Battle for London One last push for Hall, but has 'cars and crime' campaign fallen wide of mark?
The Guardian|May 02, 2024
Paul Icely puffs out his cheeks - and then slowly exhales. He is visibly deflating. "I thought there might be a few more of us," the 67-year-old black-cab driver admits, his eyes darting between the students milling outside Barking and Dagenham college. "You seen anyone else?" Icely asks Lisa Prager.
Daniel Boffey 
Battle for London One last push for Hall, but has 'cars and crime' campaign fallen wide of mark?

Prager, 40, who is unhappy with a Labour council over the loss of her job at a park, appears to be the only other supporter of Susan Hall, the Conservative candidate for mayor of London, to have turned up on this sunny mid-morning in Dagenham, east London. Perhaps of more pressing concern is the fact that the candidate herself should have been canvassing here an hour ago. "I thought they would let me know if the plan had changed," Prager says.

The Tory campaign to end Sadiq Khan's bid for a historic third term could not be described as surefooted. Hall's candidature was born out of scandal when the favourite, Daniel Korski, a former No 10 adviser, quit over allegations of sexual misconduct, and her past tweets or tendency to "shoot from the hip", as one ally generously described it, have been exploited by the Khan camp to highlight her "Trumpian" approach.

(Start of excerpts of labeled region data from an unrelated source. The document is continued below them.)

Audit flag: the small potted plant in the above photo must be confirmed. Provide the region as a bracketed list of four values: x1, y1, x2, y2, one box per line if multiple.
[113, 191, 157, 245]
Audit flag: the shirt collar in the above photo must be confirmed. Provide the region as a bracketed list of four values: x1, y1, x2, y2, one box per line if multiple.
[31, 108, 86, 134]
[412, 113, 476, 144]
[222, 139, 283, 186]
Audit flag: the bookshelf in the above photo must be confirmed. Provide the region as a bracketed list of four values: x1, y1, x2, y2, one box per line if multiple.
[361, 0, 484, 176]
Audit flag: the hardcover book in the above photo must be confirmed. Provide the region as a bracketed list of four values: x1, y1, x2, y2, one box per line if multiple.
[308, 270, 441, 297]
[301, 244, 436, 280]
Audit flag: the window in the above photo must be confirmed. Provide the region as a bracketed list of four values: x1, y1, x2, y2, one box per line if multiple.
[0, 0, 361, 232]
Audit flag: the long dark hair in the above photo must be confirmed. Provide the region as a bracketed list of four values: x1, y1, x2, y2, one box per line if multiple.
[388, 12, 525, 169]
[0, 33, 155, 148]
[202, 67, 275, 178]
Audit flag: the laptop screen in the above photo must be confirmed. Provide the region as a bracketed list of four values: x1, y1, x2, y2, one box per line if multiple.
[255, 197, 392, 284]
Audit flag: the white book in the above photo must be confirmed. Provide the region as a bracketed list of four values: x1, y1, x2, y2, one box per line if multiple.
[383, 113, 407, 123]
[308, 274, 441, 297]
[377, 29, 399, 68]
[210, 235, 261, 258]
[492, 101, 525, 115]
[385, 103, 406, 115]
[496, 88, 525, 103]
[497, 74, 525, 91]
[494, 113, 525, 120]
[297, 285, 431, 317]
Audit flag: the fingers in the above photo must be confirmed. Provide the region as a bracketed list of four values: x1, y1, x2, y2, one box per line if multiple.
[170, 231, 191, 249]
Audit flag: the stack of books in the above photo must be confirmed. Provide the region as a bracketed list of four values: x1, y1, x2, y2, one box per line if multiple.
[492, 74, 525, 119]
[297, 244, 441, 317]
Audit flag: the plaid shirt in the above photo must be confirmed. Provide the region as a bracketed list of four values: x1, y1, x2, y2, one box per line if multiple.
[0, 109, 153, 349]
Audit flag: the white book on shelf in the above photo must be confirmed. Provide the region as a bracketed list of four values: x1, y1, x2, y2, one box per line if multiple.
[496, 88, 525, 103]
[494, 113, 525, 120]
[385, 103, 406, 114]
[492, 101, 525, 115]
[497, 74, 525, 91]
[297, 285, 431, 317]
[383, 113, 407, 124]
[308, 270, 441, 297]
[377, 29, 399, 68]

She wants the government to delay its commitment to be carbon net zero by 2050, and there was much consternation when comments emerged in which Hall, 69, claimed that there was a "problem with crime" in the black community, something her allies say was born out of concern for people of colour.

She also replied to a social media post in 2019 from the former Daily Mail columnist Katie Hopkins describing Khan as "our nippleheight mayor of Londonistan" with the words "thank you Katie" and was forced to apologise for liking a tweet in 2020 that had a picture of Enoch Powell captioned: "It's never too late to get London back." And there are the more recent campaign gaffes. Criticising Khan's record on crime, Hall claimed to be a victim of pickpocketing on the underground. It later emerged her purse had been found lodged between seats on the Jubilee line with her £40 still in it.